La notizia, nella sua semplicità, ha una potenza incredibile: iPhone ha generato circa 1,6 miliardi di dollari di profitti nel Q3 del 2009 mentre Nokia ha segnato un “misero” risultato di 1,1 miliardi di dollari. Ho letto molti commenti a riguardo e l’informazione che è passata vuole Apple ormai nell’olimpo dei produttori di telefoni cellulari e allo stesso tempo “il signor Nokia” a chiedere i centesimini fuori dal supermercato. La realtà, invece, è un po’ diversa.
Innanzitutto stiamo ragionando su dati ricavati dal gruppo Strategy Analytics e tale società “estimates” i dati finanziari. Messo da parte il problema sia semantico che di veridicità dei dati, è da tempo che si legge di un lento declino di Nokia, quasi fosse arrivato il momento del passaggio di testimone tra “il vecchio” e “il nuovo”.
Nokia, però, non rappresenta “il vecchio”: ovvio, è un momentaccio, un periodo di transizione, è la giornata in cui dopo essere arrivato al lavoro pensi che sarebbe stato meglio portare la suocera a fare la spesa. Nonostante i profitti in calo, circa il 40% del mercato mondiale della telefonia è ancora di Nokia: cifra che fa ancora più clamore dei ricavi record di Apple.
Come può Apple con un fatturato di circa 5 miliardi di dollari, contro i circa 11 miliardi di dollari di Nokia, avere un utile superiore al produttore finlandese? Togliamo le spese (Nokia ha almeno 3000 dipendenti solo per il design hardware e software dei dispositivi) e proviamo a non ragionare da Apple-fan.

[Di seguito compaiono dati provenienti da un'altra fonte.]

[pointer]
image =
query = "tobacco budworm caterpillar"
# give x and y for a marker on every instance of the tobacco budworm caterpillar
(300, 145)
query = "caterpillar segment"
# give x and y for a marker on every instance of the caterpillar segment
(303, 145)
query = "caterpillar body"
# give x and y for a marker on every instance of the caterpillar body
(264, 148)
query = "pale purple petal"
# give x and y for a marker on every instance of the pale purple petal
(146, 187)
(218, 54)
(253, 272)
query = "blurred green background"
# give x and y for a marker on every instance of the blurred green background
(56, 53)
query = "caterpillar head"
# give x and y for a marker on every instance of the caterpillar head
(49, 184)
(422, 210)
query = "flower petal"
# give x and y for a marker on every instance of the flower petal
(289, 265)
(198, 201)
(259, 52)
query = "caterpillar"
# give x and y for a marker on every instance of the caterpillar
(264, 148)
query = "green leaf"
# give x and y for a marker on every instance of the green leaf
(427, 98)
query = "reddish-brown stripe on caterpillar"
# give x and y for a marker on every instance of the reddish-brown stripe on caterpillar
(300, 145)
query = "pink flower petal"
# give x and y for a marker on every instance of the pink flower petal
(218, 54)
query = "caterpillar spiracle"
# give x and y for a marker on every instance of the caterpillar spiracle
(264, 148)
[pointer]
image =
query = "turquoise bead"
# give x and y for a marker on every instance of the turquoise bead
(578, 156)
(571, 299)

Apple, dopo aver investito dollari su dollari sul progetto iPhone, è ferma da 3 anni. D’accordo, quest’anno è arrivato il nuovo processore e pure la bussola, ma il concetto iPhone è identico da 3 anni. Quello che voglio dire è che parte di quei profitti mostruosi possono essere generati da un mancato reinvestimento in un nuovo e costoso progetto; Nokia, invece, è sempre dedita al continuo sviluppo dei propri devices che richiedono costi sempre maggiori a fronte di quote di mercato sempre minori.

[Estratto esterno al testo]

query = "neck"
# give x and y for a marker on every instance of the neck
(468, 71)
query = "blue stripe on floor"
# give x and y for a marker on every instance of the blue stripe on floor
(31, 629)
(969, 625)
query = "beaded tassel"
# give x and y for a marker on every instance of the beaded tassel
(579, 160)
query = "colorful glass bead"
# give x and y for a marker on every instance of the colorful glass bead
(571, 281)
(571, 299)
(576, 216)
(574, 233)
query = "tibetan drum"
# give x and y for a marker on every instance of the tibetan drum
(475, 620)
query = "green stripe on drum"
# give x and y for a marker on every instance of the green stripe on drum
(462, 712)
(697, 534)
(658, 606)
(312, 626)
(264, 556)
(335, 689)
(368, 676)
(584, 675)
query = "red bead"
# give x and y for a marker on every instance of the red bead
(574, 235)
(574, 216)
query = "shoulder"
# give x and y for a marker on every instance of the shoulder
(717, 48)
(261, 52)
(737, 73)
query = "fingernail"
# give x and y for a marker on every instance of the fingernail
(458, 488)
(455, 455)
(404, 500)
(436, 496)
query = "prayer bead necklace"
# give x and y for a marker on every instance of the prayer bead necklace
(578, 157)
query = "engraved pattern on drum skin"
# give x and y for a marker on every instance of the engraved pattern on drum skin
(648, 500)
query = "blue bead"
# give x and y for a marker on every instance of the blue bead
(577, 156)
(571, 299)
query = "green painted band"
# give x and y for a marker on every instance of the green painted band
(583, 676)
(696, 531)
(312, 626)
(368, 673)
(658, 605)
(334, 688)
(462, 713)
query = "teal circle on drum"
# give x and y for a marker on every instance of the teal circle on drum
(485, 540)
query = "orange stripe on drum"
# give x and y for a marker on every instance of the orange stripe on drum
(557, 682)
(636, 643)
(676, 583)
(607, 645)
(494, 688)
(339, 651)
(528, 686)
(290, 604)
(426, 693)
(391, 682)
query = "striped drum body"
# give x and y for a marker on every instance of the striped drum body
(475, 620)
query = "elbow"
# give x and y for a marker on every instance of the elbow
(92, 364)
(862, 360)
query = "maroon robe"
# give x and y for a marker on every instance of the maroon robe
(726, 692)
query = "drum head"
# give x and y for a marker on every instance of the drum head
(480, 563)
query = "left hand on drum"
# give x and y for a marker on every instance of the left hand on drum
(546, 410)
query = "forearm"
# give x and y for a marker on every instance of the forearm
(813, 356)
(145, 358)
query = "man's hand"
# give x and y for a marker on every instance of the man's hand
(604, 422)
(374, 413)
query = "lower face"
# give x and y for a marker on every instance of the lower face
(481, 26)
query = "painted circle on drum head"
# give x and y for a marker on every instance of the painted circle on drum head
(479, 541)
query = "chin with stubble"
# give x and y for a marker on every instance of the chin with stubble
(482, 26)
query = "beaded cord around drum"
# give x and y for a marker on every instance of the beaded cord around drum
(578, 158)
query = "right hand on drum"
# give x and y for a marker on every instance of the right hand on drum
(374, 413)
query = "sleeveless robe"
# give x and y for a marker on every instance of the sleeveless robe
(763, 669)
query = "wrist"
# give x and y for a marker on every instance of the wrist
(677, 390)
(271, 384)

La morale della favola? Sicuramente vanno fatti i complimenti ad Apple perché oltre a rivoluzionare il mercato della telefonia mobile è riuscita a imporsi anche sul piano dei profitti grazie alla tipologia di vendita solo con contratto (esclusi i noti casi): la concorrenza ha, dunque, molto da imparare. Allo stesso tempo, però, non darei per morto il gigante Nokia che sicuramente possiede ancora qualche asso nascosto. Se le prossime generazioni di iPhone saranno ancora “molto simili” a quella attuale, Nokia potrebbe tornare a regnare incontrastata.